Y así, en casa de Anna Pávlovna el 26 de agosto, el mismo día de la batalla de Borodinó, tuvo lugar una velada cuyo momento estelar debía ser la lectura de una carta del Santísimo... que mandaba a Su Majestad un icono de san Serguei. Se dio lectura a la carta con un elocuente espíritu patriótico. Debía leerla el mismo príncipe Vasili, que era célebre por su arte en la lectura. Se la leyó por dos veces a la zarina. Y el arte en la lectura se consideraba que consistía en ir pasando palabras en voz alta de manera armoniosa, bordeando entre los aullidos desesperados y el tierno murmullo con total independencia de su significado; es decir, no importa en absoluto en qué palabra se produce el aullido y en cuál el murmullo. Esta lectura, como todas las veladas de Anna Pávlovna, poseía un significado político.
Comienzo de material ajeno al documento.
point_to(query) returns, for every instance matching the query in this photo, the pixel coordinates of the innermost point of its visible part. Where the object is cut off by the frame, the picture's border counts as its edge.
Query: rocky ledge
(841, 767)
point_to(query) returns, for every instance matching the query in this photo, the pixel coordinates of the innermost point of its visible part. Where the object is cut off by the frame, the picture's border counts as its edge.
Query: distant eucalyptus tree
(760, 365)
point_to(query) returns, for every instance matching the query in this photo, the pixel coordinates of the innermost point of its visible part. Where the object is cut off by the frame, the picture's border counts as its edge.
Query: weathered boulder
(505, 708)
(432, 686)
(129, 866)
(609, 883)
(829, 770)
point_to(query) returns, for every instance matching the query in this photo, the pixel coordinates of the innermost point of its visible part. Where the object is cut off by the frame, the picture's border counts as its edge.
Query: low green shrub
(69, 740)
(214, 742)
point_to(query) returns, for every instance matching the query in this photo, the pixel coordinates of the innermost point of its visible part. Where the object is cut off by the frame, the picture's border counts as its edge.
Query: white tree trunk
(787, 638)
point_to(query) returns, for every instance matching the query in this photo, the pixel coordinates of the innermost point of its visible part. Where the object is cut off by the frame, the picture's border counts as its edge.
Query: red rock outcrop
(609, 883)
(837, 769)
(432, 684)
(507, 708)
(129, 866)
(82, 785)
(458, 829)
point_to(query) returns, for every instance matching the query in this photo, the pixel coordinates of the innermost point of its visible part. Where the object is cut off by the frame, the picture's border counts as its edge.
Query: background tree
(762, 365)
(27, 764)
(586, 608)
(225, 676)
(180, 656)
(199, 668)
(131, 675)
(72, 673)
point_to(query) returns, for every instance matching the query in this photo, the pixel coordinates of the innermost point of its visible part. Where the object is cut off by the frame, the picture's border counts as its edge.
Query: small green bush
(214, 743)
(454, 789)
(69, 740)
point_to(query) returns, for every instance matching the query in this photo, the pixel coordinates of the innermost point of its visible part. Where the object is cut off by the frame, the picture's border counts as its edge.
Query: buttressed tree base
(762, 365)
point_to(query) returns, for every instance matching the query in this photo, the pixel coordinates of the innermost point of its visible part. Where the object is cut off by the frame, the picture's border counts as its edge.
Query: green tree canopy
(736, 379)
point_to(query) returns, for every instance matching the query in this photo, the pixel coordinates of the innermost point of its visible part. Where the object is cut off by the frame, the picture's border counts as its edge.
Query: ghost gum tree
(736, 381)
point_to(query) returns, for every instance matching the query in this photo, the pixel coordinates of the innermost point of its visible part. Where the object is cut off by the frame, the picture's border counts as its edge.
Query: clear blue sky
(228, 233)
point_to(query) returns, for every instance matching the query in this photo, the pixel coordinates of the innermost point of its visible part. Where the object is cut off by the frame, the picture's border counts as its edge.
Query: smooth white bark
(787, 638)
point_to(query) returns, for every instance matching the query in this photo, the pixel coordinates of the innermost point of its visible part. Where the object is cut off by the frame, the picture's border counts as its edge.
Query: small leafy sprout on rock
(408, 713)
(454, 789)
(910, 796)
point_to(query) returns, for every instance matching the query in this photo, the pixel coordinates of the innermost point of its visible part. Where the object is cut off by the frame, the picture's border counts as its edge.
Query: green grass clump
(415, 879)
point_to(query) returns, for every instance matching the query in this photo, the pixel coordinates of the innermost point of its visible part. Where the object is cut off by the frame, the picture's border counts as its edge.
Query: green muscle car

Se había reunido a mucha gente y también a quienes se debía avergonzar por su enfervorizada asistencia al teatro francés.

Anna Pávlovna todavía no había visto en el salón a todas las personas que necesitaba ver, y por ello entablaba conversación común. En un extremo se estaba hablando de Hélène y se contaba con pesar el asunto de su enfermedad. Había sufrido un aborto y los médicos habían perdido la esperanza de su curación. A un lado, las malas lenguas decían que había sido horrible abortar ahora, cuando ya estaba de nueve meses y vivía separada del marido.

—Bueno, admitámoslo —dijo otro—. Es el secreto de la comedia. —Y citó a una personalidad muy importante que se pasaba la mayor parte del tiempo en el ejército.

—Pero el caso es que la crónica de escándalos habla de que ella tampoco le fue fiel a esa persona, y que el inesperado regreso de esta mientras otro joven húsar aún estaba aquí fueron las razones de su espanto.

—Es una lástima. ¡Es una mujer extraordinariamente inteligente!

—¡Ah!, están hablando de la pobre condesa —dijo Anna Pávlovna, acercándose—. ¡Ay, qué lástima me da! ¡No es solo una mujer inteligente, menudo corazón! Y de qué modo tan infrecuente se formó. Discutía mucho con ella, pero no puedo dejar de quererla. ¿Es posible que no haya esperanzas? Es horrible. La gente inútil vive, y la flor de nuestra sociedad... —No terminó de hablar y se dirigió a Bilibin, quien en otro círculo, habiendo arrugado la piel de su frente y disponiéndose a relajarla, para decir una de sus frases, hablaba de los austríacos.